Le hubiese fascinado, sin duda. Más aún si ninguna de las familias ahí congregadas, víctimas del peligroso spleen morelense, al posar para las selfies bajo los arcos iluminados, o al formar una larga fila con el propósito de patinar sobre esa copia en escala reducida de la pista de hielo del Zócalo capitalino (la copia de la copia de la copia), daba la más mínima señal de enterarse del espectáculo más bien anómalo desplegado ahí mismo.

Se dirá que en nuestras ciudades, incluso en las más provincianas, lo anómalo es regla, pero la sangre en vivo y en directo siempre tiene algo de impresionante, sobre todo cuando, como es el caso, se da de forma tan caudalosa. Una pequeña herida en el pómulo o tan solo la visión de algodones enrojecidos desparramados en la acera, bien pueden ofrecernos de inmediato una imagen gore del paisaje guayabo en época navideña. Un paisaje, por lo demás, donde tiene lugar un extravagante fenómeno climatológico: a 30 grados de calor nos encontramos con monitos de nieve y blancos antejardines que de solo mirarlos nos entumecen el espíritu. ¿Añorar el frío, tener frío, será un signo más de nuestro afán civilizatorio?

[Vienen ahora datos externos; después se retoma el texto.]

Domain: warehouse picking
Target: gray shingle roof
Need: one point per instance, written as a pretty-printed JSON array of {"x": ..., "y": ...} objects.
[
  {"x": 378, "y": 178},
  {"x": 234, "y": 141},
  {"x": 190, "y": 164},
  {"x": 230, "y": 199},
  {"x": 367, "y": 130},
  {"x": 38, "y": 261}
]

Voy a morir de un momento a otro, parecía decir la energúmena. Daba unos intrigantes pasitos pero no se movía de ahí, ajena a cuanto ocurría a su alrededor, mientras los hilillos de sangre recorrían su cuello y desembocaban en una playera blanca, holgada, sobre cuyo fondo se esparcían como la tinta sobre el papel. Niños, niñas corriendo tras globos y fosforescentes pelotas saltarinas, madres y padres con la vista perdida, adúlteros fumando, visitantes de la capital comiendo esquites sorprendidos con la salsa de mango-habanero, ¿realmente no la veían?, ¿tenemos tal nivel de anestesia inyectado en nuestros cuerpos?

No fue sino hasta que la energúmena comenzó a carcajearse cuando al fin repararon en ella. Una niña, perdiendo su globo para siempre, tuvo una sacudida epiléptica de espanto; un niño con la boca abierta dejó de preocuparse por atrapar pelotas infernales y los adúlteros (los únicos, según Neruda, “que se aman con verdadero amor”) aplastaron sus cigarros con el pie, frunciendo el ceño. El mismo árbol de navidad pareció torcerse, pero la conmoción duró apenas unos cuantos segundos; la niña, con las manos vacías, se desgañitó llorando por su globo ausente, el niño recuperó sus aptitudes beisbolísticas y los adúlteros encendieron otro cigarro. En cuanto a los chilangos, nunca dejaron de aferrar sus esquites con una mano al publicar, con la otra, fotos de la energúmena en sus redes sociales.

No hay mayor mérito, tal vez, en captar estas postales bizarras; no se buscan, de pronto saltan así nomás. Baudelaire, en cambio, parecía cargar con microscopio y pinzas para observar e imaginar con detalle cualquier tipo de contraste urbano y extraerlo de ahí para analizarlo con pasión y escepticismo. Pero cierta vez, al realizar dicha operación en la figura de un saltimbanqui avejentado a quien ya nadie hacía el menor caso, pudo ver, con horror, su destino de poeta.